C’est en effet ce qu’ont mis en évidence Sann et Streri (2008). Elles utilisent la procédure d’habituation / réaction à la nouveauté chez 24 nouveau-nés âgés de 2 jours afin d’étudier leur capacité à traiter et échanger des informations de texture (expérience 1) entre leurs mains, sans contrôle de la vision. L’habituation est une habituation contrôlée par le bébé où la somme de deux essais consécutifs doit être inférieure ou égale au tiers de la somme des deux premiers essais. Un cylindre lisse est présenté à la moitié des nouveau-nés et un cylindre rugueux est présenté à l’autre moitié. Dans chacun de ces groupes, le stimulus est présenté soit dans la main droite, soit dans la main gauche du nouveau-né. Lors de la phase test, les objets nouveau et familier sont présentés alternativement l’un après l’autre pendant 4 essais, dans la main opposée à celle de l’habituation.

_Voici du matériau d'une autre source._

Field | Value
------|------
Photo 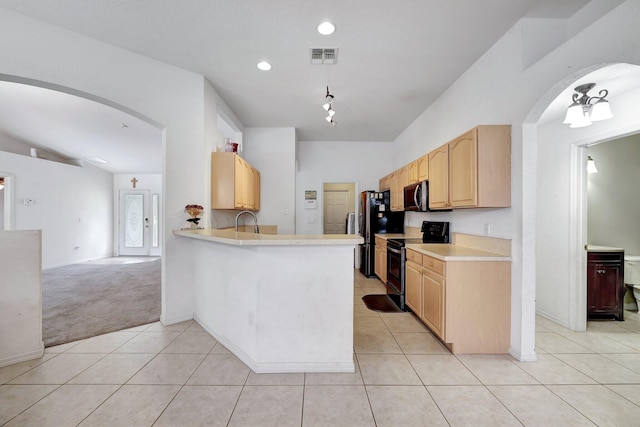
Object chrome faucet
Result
[236,211,260,234]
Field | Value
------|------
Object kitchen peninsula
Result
[173,229,362,373]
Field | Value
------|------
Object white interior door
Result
[119,190,151,256]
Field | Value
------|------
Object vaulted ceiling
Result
[0,0,589,173]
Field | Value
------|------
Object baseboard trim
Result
[160,312,193,326]
[0,341,44,368]
[509,347,538,362]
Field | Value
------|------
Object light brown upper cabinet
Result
[389,169,404,211]
[211,152,260,210]
[407,160,418,185]
[429,144,450,209]
[429,125,511,209]
[378,175,391,191]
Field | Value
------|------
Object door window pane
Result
[124,194,144,248]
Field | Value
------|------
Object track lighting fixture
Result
[562,83,613,128]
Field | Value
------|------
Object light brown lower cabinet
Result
[406,249,511,354]
[373,237,387,285]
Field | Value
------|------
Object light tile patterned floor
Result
[0,272,640,427]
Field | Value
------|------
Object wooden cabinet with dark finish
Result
[587,251,624,320]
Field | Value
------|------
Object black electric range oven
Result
[387,221,449,311]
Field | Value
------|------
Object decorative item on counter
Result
[184,205,204,230]
[224,138,238,153]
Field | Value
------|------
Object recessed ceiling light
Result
[87,157,109,165]
[258,61,271,71]
[318,21,336,36]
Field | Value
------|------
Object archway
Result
[0,75,163,348]
[523,64,640,356]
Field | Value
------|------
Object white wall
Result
[394,1,640,360]
[587,134,640,255]
[0,230,44,367]
[296,141,394,234]
[243,127,299,234]
[0,151,113,268]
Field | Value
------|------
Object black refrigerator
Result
[358,190,404,277]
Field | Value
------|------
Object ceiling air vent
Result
[311,47,338,65]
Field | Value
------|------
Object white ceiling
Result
[0,0,589,173]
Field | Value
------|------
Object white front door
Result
[120,190,151,256]
[324,191,350,234]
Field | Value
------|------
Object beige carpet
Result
[42,258,161,347]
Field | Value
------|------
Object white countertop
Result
[173,228,364,246]
[587,245,624,252]
[405,243,511,261]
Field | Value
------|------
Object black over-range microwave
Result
[404,181,429,212]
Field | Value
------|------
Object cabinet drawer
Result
[587,252,624,262]
[422,255,444,276]
[407,249,422,265]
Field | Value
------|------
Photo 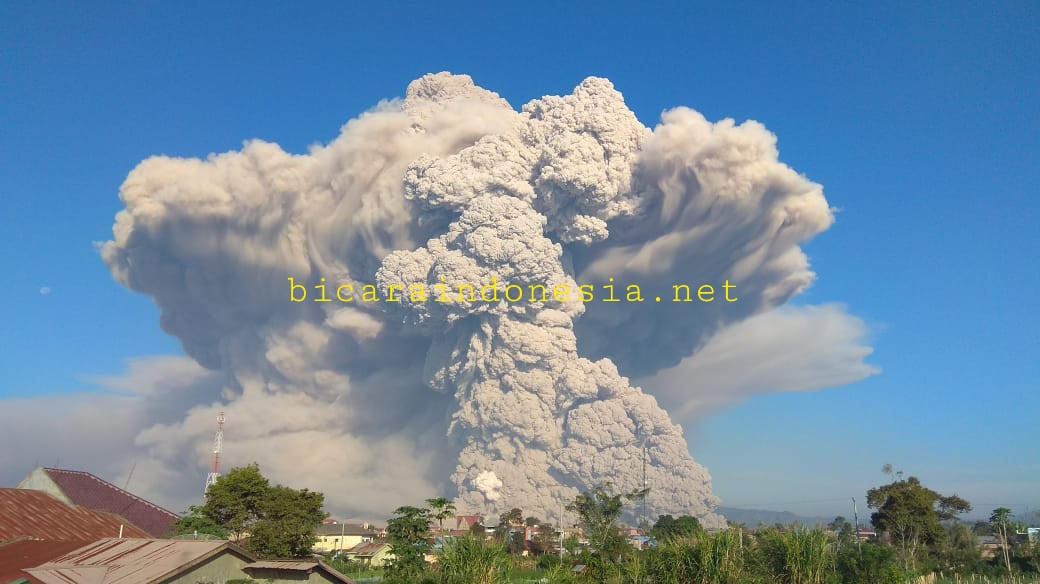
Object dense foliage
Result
[190,463,328,558]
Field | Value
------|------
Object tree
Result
[198,463,328,558]
[650,515,704,540]
[202,462,270,542]
[866,473,971,567]
[566,483,645,559]
[386,507,433,582]
[827,515,853,546]
[426,497,456,531]
[249,485,328,558]
[989,507,1011,574]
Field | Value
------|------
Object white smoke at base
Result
[473,471,502,501]
[75,74,877,525]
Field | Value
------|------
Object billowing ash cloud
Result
[76,74,869,525]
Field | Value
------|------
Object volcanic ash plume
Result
[103,74,832,526]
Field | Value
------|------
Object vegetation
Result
[176,464,1040,584]
[370,469,1040,584]
[184,463,328,558]
[386,507,433,583]
[866,464,971,569]
[437,535,511,584]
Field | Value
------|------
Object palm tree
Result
[426,497,456,532]
[989,507,1011,574]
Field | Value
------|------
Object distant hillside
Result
[716,507,834,528]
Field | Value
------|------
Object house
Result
[0,538,86,584]
[0,488,149,545]
[314,522,381,552]
[343,541,393,567]
[18,468,180,537]
[242,560,354,584]
[11,538,354,584]
[23,538,256,584]
[976,535,1004,559]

Les résultats indiquent que les nouveau-nés présentent une préférence pour l’objet nouveau lors de la phase test. Malgré l’immaturité du corps calleux, les données révèlent que les nouveau-nés différencient bien les

deux objets, attestant de l’existence d’un transfert inter-main de la texture, indépendamment du sens de transfert (main gauche vers main droite ou inversement).